Die Basmala eröffnet die einzelnen Koran-Suren. Die Botschaft der 19 Buchstaben der Basmala verbindet die 114 Perspektiven der Suren zugleich zu einem gemeinsamen Ganzen. Die das Ganze eröffnende Basmala findet ihr Ende in der 114ten Sure («Die Menschen»). Das aber ist wie jedes Ende nur ein Ende aus einer dinglichen und somit begrenzten Sicht. Das Ende trifft auf eine trennende und verbindende Grenze. Ihr Symbol ist die 6.
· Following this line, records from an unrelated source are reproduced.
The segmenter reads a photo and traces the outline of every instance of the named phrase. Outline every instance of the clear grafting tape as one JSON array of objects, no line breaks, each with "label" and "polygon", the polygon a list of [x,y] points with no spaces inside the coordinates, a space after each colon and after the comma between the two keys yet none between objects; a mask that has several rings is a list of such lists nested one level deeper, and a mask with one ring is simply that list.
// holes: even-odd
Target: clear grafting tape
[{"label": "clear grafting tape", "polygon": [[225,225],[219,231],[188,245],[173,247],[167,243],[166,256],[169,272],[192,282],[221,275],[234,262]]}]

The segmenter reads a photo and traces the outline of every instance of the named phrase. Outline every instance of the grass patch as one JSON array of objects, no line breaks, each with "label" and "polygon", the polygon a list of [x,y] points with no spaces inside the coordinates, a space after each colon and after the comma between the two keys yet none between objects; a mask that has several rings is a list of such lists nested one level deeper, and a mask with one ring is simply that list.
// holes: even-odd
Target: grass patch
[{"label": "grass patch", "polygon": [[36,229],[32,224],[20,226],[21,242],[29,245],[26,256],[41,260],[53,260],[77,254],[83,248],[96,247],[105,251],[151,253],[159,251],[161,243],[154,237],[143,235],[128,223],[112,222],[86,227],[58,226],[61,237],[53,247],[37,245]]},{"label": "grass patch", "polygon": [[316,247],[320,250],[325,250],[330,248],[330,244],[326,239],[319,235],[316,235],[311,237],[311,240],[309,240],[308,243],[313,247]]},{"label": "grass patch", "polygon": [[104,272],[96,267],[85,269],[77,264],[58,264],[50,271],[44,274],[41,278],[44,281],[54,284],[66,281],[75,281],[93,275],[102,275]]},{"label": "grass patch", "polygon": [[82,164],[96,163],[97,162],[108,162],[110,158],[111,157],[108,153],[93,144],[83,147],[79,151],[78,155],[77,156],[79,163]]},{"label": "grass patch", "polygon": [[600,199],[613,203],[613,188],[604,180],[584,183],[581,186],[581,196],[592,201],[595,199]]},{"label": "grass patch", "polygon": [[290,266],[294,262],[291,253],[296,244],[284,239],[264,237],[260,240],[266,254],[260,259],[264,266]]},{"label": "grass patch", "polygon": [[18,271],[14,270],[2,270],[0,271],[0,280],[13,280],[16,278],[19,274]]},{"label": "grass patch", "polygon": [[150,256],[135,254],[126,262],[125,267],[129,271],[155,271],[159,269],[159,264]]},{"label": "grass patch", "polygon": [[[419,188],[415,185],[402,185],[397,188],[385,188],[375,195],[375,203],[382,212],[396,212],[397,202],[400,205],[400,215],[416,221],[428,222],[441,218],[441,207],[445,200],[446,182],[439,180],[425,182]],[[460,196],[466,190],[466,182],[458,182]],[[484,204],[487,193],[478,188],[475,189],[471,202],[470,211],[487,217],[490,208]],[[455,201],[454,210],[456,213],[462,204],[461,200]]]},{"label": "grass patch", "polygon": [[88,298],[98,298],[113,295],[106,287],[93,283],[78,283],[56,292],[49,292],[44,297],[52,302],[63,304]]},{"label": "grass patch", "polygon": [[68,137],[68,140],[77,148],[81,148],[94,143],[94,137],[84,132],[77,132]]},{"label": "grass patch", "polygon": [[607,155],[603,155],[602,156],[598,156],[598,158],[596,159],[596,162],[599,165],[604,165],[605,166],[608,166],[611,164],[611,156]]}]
Die Begrenzung der Suren auf die Zahl 114 ist nicht zufällig. Sie ist das Produkt von 6 x 19. Was nach der 6fachen 19 kommt, kann mit den Instrumenten und Parametern der vorangehenden Dimension nicht erfasst werden. Das lehrt uns das Wesen der 7, das ein rein funktionelles und rückwirkendes, aber kein substantiell (be)greifbares ist. Jenen Weg von den Dingen zu den Nicht-Dingen beschreibt der Koran in seinen 114 Suren. Seine religiösen Botschaften bedienen sich dabei zunehmend subtilerer Formen, bis sie sich schließlich auflösen. Die letzte Botschaft, gewissermaßen die Kernbotschaft bedient sich einer Form, die kaum noch eine ist. Wir finden sie in den sogenannten «Vorbuchstaben».
Die sogenannten Koran-Initialen sind Vorbuchstaben bzw. Vorzahlen, die 29 der 114 Koran-Suren vorangestellt sind. Sie sind ungleichmäßig – von Sure 2 beginnend und mit Sure 68 endend – verteilt und wirken wie Fremdkörper ohne Sinn und Bedeutung.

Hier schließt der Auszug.